For Bank of Kigali (Buy, TP RWF309), however, we expect the impact of this specific change to be negative, albeit temporarily so. As of 2018, the contribution of fees to its total income was 16%, the largest sub-segment being payment facilities, which accounted for 6% of total income.
Although a positive outcome for Bank of Kigali would be increased usage of alternative channels, which it has been targeting, non-interest revenue growth is likely to be flat in Q2 20 and Q3 20. Thereafter, though, if fees revert to normal rates after the worst of Covid-19 is over, we expect the new adoption of alternative transaction modes to boost non-interest revenue growth.
Table: Rwanda banking sector liquidity ratios (end-Q3 19)
|Liquidity coverage ratio (LCR) (min. 100%)||193%|
Net stable funding ratio (NSFR) (min. 100%)
Liquid assets/total deposits
Interbank borrowings/total deposits
BNR borrowings/total deposits
Gross loans/total deposits
3. An extended lending facility for banks. The National Bank of Rwanda has put aside an additional RWF50bn (US$52.5mn) for banks that could face liquidity challenges. The tenor will be 3-12 months and will only be available for the next six months. We believe this is important, especially for the smaller banks, which will need this support. Compared with Kenya banks, Rwanda banks have a lot less liquidity. Bank of Kigali had a liquidity ratio of 35.9% at end-Q3 19 (Kenya banks had an overall ratio of 51.1%). It had a net loan/customer deposits ratio of 109.8%, and we believe the bank will need to scale back on lending to enhance liquidity.

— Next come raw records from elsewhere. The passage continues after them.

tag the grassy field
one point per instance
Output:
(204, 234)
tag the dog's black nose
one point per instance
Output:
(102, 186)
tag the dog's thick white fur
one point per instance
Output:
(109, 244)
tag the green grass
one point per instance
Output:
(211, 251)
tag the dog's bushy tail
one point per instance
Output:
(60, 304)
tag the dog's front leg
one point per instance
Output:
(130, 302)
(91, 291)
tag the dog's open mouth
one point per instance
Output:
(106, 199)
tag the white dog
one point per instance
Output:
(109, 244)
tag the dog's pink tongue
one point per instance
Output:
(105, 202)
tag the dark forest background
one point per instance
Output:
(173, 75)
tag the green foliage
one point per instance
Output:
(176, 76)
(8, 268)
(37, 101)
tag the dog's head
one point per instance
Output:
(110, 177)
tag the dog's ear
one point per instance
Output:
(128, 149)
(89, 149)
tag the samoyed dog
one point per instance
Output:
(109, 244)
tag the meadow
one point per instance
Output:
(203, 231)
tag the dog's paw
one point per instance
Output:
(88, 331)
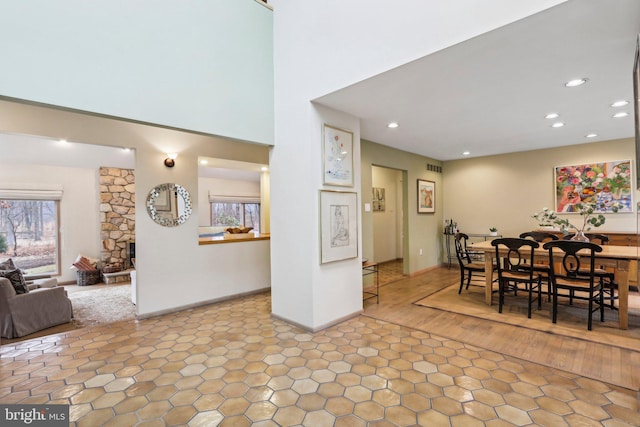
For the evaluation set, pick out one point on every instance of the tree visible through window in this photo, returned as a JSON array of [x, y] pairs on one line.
[[29, 234], [236, 214]]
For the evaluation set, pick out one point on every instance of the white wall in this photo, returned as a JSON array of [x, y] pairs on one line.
[[506, 190], [204, 65], [320, 47]]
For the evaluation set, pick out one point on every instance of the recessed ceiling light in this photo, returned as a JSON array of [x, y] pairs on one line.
[[620, 103], [576, 82]]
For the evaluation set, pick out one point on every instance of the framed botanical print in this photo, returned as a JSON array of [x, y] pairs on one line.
[[337, 156], [378, 199], [338, 226], [426, 196]]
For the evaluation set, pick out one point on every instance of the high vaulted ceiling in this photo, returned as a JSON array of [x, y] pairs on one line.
[[489, 95]]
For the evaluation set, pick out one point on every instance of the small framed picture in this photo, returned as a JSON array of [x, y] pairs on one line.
[[378, 199], [338, 226], [426, 196], [337, 156]]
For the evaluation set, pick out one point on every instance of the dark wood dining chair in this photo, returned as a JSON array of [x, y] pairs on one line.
[[571, 275], [541, 267], [515, 268], [469, 266], [608, 277]]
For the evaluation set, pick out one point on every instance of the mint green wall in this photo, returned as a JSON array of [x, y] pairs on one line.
[[205, 66], [421, 231]]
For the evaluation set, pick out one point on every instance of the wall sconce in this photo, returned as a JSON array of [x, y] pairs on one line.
[[170, 161]]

4. Treasury re-discounting window regulations revised. The regulator has offered to buy back bonds at the prevailing market rate and the waiting period if one fails to sell the bonds in the secondary has been reduced to 15 days from 30 days. This will offer banks the opportunity to boost their cash positions should the need arise within the next six months.
5. Cash reserve ratio reduced to 4% from 5% from 1 April. This will help banks keep more usable liquidity, which they can use to cushion customers.
Unlike Kenya, Rwanda has enacted a full lockdown in the country following confirmation of 17 Covid-19 cases. All unnecessary movements outside the home have been banned for an initial two weeks, except for essential trips, such as for health-care purposes and shopping for groceries. Public and private workers have also been ordered to work from home to help prevent the spread of the virus.
Rwanda also closed its borders completely, except for goods and cargo and returning citizens (although Rwandans coming home face two weeks of quarantine before they are allowed to re-integrate). These measures should slow the spread of the virus, but will also hit economic growth significantly.